El nuevo Reglamento, como sucedía con la Directiva, se asienta sobre la base fundamental del consentimiento (inequívoco, explícito, verificable) del titular de los datos, que es soberano, salvo ciertas excepciones derivadas del orden público y los intereses legítimos de quien trata los datos, para autorizar o prohibir dicho tratamiento.
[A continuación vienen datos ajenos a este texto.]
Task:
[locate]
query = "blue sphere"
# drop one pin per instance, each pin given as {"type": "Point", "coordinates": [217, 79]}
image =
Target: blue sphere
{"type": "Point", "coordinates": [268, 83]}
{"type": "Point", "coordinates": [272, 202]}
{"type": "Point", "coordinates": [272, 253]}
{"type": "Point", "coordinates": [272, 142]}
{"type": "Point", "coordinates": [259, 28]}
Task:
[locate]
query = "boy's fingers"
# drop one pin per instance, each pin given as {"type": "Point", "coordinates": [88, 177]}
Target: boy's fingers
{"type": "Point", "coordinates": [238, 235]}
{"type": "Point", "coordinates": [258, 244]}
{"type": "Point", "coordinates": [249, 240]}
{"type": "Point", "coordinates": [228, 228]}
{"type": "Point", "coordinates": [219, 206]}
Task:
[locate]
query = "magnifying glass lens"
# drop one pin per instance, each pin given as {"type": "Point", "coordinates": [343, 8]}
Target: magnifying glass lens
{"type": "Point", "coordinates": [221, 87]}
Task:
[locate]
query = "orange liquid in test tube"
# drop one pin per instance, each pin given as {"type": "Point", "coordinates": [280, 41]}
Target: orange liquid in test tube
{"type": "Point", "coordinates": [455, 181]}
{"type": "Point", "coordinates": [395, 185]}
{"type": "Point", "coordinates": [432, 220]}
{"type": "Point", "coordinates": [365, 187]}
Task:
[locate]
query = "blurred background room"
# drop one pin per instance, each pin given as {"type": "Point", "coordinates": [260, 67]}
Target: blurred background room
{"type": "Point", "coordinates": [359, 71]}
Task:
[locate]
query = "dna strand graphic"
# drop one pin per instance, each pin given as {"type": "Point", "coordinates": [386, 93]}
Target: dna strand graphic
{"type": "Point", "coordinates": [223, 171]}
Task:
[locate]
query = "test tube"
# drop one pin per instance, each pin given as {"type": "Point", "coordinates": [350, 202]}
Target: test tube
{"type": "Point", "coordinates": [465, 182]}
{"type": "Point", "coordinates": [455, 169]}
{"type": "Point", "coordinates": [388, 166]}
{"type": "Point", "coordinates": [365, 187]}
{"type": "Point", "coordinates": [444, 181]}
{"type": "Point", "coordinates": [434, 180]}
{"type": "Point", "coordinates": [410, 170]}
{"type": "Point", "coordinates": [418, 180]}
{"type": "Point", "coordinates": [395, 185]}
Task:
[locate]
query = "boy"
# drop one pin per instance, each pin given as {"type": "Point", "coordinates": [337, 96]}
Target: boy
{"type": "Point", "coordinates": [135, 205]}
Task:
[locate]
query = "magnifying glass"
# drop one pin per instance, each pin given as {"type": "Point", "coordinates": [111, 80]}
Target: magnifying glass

Se le reconocen derechos de acceso, rectificación, oposición y supresión (incluido el llamado “derecho al olvido” por el cual, si no se es persona relevante y la noticia no tiene trascendencia, se tiene derecho a solicitar la exclusión de los buscadores, aunque el contenido siga en las páginas del editor), así como otros más novedosos, como el de “portabilidad” (pedir a su proveedor cesante que entregue los datos al nuevo proveedor); además, en relación con alguna de las consideraciones hechas antes, se prohíbe la toma de decisiones automatizadas sobre los individuos (basadas en tratamientos automáticos exclusivamente, incluida la elaboración de perfiles) cuando tales decisiones hayan de tener consecuencias jurídicas, sin olvidar que sólo pueden tratarse datos pertinentes, adecuados y limitados a los fines que correspondan.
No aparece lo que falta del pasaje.